Beschleunigt wurde der Abschwung durch kräftig sinkende Rohstoffnotierungen. Russlands Finanzmarkt, aber auch die Wirtschaft werden - trotz vielfach angekündigter Diversifizierungsoffensiven der Regierung - weiterhin von Öl und Gas dominiert. Im vergangenen Jahr schrumpfte das Bruttoinlandsprodukt um 3,8 Prozent", sagt Millendorfer. Auch im Jahr 2016 werde die Wirtschaft nicht wachsen. Dennoch keimt Hoffnung bei den Anlegern und in Moskau auf. Energieminister Alexander Novak ist optimistisch, dass sich die vier ölproduzierenden Staaten Russland, Saudi-Arabien, Katar und Venezuela im April auf Förderkürzungen verständigen können.

Hoffnung auf steigende Ölpreise



Experten schätzen, dass der Ölpreis bei einer Einigung bis zum Sommer wieder auf 60 Dollar klettert.

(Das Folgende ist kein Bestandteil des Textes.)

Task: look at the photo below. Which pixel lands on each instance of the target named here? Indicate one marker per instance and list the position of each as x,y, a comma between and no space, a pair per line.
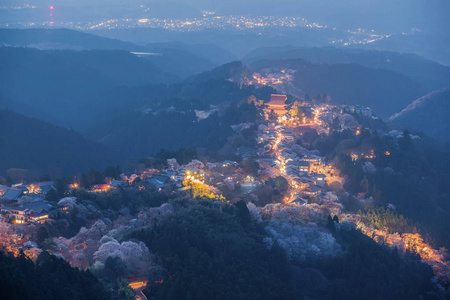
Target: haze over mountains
96,86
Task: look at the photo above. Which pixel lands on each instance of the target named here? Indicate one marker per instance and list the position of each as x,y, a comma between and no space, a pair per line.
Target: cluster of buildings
22,204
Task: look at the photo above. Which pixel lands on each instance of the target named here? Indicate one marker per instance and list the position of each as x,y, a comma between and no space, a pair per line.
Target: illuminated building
277,104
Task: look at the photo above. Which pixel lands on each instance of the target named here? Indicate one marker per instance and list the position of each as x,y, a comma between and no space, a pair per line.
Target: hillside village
282,160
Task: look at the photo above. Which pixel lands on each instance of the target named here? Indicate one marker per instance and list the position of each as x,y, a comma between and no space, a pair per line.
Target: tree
42,234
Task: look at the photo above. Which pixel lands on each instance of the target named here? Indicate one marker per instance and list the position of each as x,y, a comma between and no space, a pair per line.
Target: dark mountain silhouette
428,114
29,143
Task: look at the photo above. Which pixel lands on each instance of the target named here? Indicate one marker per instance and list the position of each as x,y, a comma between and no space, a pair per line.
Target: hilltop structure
277,103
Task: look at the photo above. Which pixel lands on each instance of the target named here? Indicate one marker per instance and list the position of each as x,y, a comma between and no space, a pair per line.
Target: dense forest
43,148
48,278
214,252
411,174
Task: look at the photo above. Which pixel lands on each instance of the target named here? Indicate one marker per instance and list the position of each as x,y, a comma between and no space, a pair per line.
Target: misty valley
203,151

Der vor Kurzem von Staatspräsident Wladimir Putin beschlossene Rückzug Russlands aus Syrien könnte entscheidend zum Gelingen des angestrebten Deals beitragen. Der Militäreinsatz hatte die Beziehungen zu Saudi-Arabien bislang stark belastet.

Die Börse in Moskau reagierte jedenfalls positiv auf Putins Entscheidung. Seit Anfang März legte der RTS-Index um über 13 Prozent zu. "Damit sich der Ölpreis nachhaltig erholt, müsste aber auch das Wachstum in China wieder anziehen", sagt Millendorfer. Dafür gibt es erste Anzeichen. Im Vergleich zum Vorjahresmonat steigerte das Reich der Mitte - mittlerweile Hauptabnehmer russischer Energieexporte - im Januar die Nachfrage um 15 Prozent. Im Raiffeisen Russland Aktien sind Energiewerte wie Gazprom, Lukoil oder Surgutneftegaz mit rund mit 36 Prozent gewichtet. Auf Finanztitel entfallen derzeit 17 Prozent. Millendorfers Favorit ist die Sberbank. Der Ertrag des ebenfalls unter westlichen Sanktionen leidenden Instituts sank im vergangenen Jahr um 23 Prozent. Mittlerweile aber wurde die Anzahl fauler Kredite am gesamten Kreditvolumen gesenkt. Millendorfer rechnet im laufenden Jahr wieder mit steigenden Gewinnen.

Als aussichtsreich beurteilt die Fondsmanagerin auch das Konsumunternehmen Magnit. Russlands "Aldi" gehört zu den wenigen Profiteuren westlicher Sanktionen. Der wirtschaftliche Abschwung zwingt viele Russen billiger einzukaufen. Im Februar steigerte Magnit den Umsatz im Vergleich zum Vorjahresmonat um 20 Prozent.